The president’s problem is largely a mess of his own making. Deficit spending did not begin when Mr. Obama took office. But he and his Democratic allies have supported, proposed, passed or signed and then spent every dime that’s gone out the door since Jan. 20, 2009. Voters know it is Mr. Obama and Democratic leaders who approved a $410 billion supplemental (complete with 8,500 earmarks) in the middle of the last fiscal year, and then passed a record-spending budget for this one. Mr. Obama and Democrats approved an $862 billion stimulus and a $1 trillion health-care overhaul, and they now are trying to add $266 billion in “temporary” stimulus spending to permanently raise the budget baseline. It is the president and Congressional allies who refuse to return the $447 billion unspent stimulus dollars and want to use repayments of TARP loans for more spending rather than reducing the deficit. It is the president who gave Fannie and Freddie carte blanche to draw hundreds of billions from the Treasury. It is the Democrats’ profligacy that raised the share of the GDP taken by the federal government to 24% this fiscal year. This is indeed the road to fiscal hell, and it’s been paved by the president and his party.
Second, we have the amusing spectacle of Nancy Pelosi actually claiming that paying people to remain unemployed is a good way of creating jobs. She is being appropriately mocked for this assertion, but keep in mind that this she is accurately regurgitating standard Keynesian theory. It doesn’t matter that Keynesianism didn’t work for Hoover and Roosevelt in the 1930s, didn’t work for Japan in the 1990s, and didn’t work for Bush in 2008. Proponents of this approach have a childlike faith in the Keynesian model and its ability to generate very specific (albeit completely inaccurate) numbers. Here are two videos that offer the policy-wonk version of a steel cage match. In one corner, we have the Speaker of the House arguing that subsidizing joblessness is a “stimulus” strategy. In the other corner, I explain why transferring money from the economy’s left pocket to the right pocket is not a recipe for growth.

  9 Responses to “A Dime’s Worth of Difference”

  1. Monty

    Not sure I see the plan there, since the current administration is speeding the destruction of what is left of the education system and our Founders built a system that requires an informed electorate. Building from ashes with a population with no appreciation of the Creator, which the Founders believed in and relied upon, and no work ethic, is not likely to yield much, particularly when there will be a government presiding over the ashes and it will have the bigger guns.

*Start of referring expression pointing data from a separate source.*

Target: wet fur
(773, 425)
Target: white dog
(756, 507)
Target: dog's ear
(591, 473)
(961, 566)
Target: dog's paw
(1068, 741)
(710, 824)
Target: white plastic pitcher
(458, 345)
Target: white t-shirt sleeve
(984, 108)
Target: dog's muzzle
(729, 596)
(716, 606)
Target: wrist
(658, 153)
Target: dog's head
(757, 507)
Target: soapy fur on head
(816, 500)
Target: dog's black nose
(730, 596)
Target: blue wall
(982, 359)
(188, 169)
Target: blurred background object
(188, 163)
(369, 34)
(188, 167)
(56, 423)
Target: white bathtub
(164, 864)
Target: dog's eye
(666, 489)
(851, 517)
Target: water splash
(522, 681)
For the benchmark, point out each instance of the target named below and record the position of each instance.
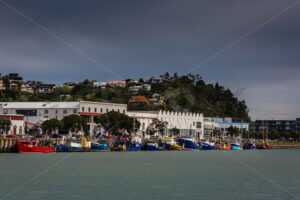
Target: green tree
(115, 120)
(159, 126)
(74, 123)
(233, 131)
(4, 125)
(52, 125)
(175, 131)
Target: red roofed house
(138, 100)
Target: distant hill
(173, 93)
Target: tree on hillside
(115, 120)
(52, 125)
(74, 123)
(4, 125)
(159, 126)
(233, 131)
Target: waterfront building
(1, 85)
(188, 124)
(46, 88)
(117, 83)
(69, 84)
(17, 126)
(90, 110)
(37, 112)
(282, 126)
(223, 125)
(99, 85)
(14, 77)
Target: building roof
(138, 99)
(37, 105)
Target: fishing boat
(249, 145)
(27, 146)
(189, 144)
(206, 145)
(264, 146)
(152, 146)
(99, 147)
(134, 147)
(170, 143)
(75, 145)
(225, 147)
(235, 146)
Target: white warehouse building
(35, 113)
(189, 124)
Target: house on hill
(138, 100)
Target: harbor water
(269, 174)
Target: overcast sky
(72, 40)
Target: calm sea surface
(269, 174)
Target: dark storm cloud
(142, 38)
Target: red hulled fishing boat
(27, 146)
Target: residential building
(154, 80)
(17, 124)
(99, 85)
(189, 124)
(69, 84)
(117, 83)
(27, 88)
(14, 77)
(146, 87)
(1, 85)
(138, 100)
(46, 88)
(135, 89)
(90, 110)
(282, 126)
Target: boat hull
(136, 147)
(188, 144)
(27, 148)
(153, 148)
(236, 148)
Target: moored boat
(249, 146)
(235, 146)
(188, 144)
(170, 143)
(206, 145)
(27, 146)
(152, 146)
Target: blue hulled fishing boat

    I say it is better now to work with the intellectual and moral capital we still have and preserve the country from the ash heap. And in our country that involves using political parties, either the ones that exist, or new ones. None of the new ones have any credible record of doing anything, so I recommend we seize the Republican Party and make it the Party of the American Idea. I prefer this to waiting for a smoldering mound of ashes is all we have before believing good things can happen. You are very good with economic analysis. If you could take a class in optimism you could be a big part of the resurgence. Cast off the doom and gloom and quit looking forward excitedly for the pile of ashes to build on, and start thinking about preserving what we have instead. Ludwig would find the idea of capital preservation prudent.

    Regards

    Kent Ramsay

  2. Monty,

    Since we live governed by a criminal enterprise with essentially absolute power, what do you propose?

    • Kent,

      I am afraid that we will have to rebuild from the ashes.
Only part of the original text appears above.